「どないしたん?
国光さんめっちゃ久々に電話してきて。」


園田の一件があったけど、あの後会ったこの人は普通で、おまけに俺ら見て大爆笑してた。


やからこそ、今も表面上は仲良くしてるんやけど。


やっぱりくちゃくちゃとガムを噛みながら何を考えているのかわからないのはいつものことで、でも、嫌いになりきれへん部分が確かにある。



「俺さぁ、金欠なんだよー。」


「…で?」


「で、銀二と一緒にご飯食べたくなったんだ。

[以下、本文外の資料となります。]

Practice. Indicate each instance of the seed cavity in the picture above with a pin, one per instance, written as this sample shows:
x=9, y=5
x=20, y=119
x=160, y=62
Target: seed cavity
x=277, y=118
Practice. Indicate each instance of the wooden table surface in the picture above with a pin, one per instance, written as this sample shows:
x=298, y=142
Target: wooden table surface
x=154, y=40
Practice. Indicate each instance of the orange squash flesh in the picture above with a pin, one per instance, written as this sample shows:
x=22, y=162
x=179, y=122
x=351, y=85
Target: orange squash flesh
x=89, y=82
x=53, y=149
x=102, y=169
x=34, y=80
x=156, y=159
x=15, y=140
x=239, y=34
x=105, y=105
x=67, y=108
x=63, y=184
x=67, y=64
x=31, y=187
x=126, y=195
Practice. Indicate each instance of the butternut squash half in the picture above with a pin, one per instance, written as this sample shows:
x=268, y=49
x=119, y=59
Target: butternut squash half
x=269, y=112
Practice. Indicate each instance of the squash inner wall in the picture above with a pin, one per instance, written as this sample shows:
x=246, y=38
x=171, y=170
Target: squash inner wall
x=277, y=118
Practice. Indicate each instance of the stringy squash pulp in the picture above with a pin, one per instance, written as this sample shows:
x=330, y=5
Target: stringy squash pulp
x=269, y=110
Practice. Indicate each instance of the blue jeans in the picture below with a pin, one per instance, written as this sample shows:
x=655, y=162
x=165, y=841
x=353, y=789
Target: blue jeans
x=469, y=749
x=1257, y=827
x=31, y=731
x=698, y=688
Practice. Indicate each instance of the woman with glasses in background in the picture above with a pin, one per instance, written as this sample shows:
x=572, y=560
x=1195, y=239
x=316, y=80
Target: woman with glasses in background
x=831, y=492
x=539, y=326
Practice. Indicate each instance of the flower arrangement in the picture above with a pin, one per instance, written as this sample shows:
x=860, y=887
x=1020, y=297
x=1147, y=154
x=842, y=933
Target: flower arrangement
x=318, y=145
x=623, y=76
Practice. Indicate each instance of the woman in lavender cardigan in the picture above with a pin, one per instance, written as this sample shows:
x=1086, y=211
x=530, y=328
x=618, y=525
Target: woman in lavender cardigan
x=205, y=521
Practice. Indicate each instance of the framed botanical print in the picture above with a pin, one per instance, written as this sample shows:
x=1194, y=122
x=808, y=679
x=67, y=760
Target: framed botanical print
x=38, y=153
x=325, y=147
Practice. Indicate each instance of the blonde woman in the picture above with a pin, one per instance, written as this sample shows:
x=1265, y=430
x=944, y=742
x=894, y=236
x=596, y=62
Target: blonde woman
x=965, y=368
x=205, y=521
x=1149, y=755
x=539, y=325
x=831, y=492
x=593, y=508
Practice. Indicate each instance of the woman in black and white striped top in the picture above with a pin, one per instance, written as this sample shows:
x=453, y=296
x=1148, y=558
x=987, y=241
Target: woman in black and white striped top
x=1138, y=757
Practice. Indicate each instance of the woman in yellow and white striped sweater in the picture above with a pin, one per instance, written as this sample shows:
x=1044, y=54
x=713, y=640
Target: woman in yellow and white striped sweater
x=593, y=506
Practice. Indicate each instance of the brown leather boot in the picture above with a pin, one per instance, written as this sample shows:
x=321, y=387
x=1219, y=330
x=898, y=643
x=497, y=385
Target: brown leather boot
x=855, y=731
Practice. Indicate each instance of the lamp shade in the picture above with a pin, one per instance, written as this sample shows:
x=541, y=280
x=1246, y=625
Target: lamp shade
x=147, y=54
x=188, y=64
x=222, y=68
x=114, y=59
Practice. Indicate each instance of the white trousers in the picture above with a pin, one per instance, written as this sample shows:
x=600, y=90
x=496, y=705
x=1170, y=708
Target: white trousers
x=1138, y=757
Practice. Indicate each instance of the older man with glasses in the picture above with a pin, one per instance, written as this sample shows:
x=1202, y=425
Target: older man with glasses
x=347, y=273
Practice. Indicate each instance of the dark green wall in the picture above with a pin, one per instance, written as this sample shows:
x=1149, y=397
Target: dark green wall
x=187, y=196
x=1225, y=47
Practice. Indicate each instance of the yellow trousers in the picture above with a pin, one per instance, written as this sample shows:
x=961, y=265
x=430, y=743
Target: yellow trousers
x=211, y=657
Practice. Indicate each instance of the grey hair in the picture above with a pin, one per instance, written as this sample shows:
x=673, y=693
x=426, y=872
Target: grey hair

」


「つまり、俺に奢ってくれ、ってことやんなぁ?」


そう、と胸を張った彼に肩を落とした。


この人には威厳ってものが皆無で、下の人間にも平気で奢らせるし、顔に緊張感ってものがない。


俺はそんな場合ちゃうのに、って感じやけど。



「用事そんなんなん?」


「そんなん、って失礼な。
銀二は俺が餓死しても良いのか?」


肩を組んで引っ張られ、やっぱり俺はため息を吐き出した。


おまけに俺の意見も無視で勝手にラーメン屋に入ってしまい、相変わらずの自己中っぷりは健在や。


国光さんとおると本気で悩んでるのが馬鹿馬鹿しくなる瞬間があって、俺は少し不貞腐れたように頬杖をついた。



「ギンちゃんご機嫌斜めだねぇ。」


「誰かさんにラーメン奢るためだけで呼び出されたからな。」


言ってやるが、彼は腹を抱えて大爆笑。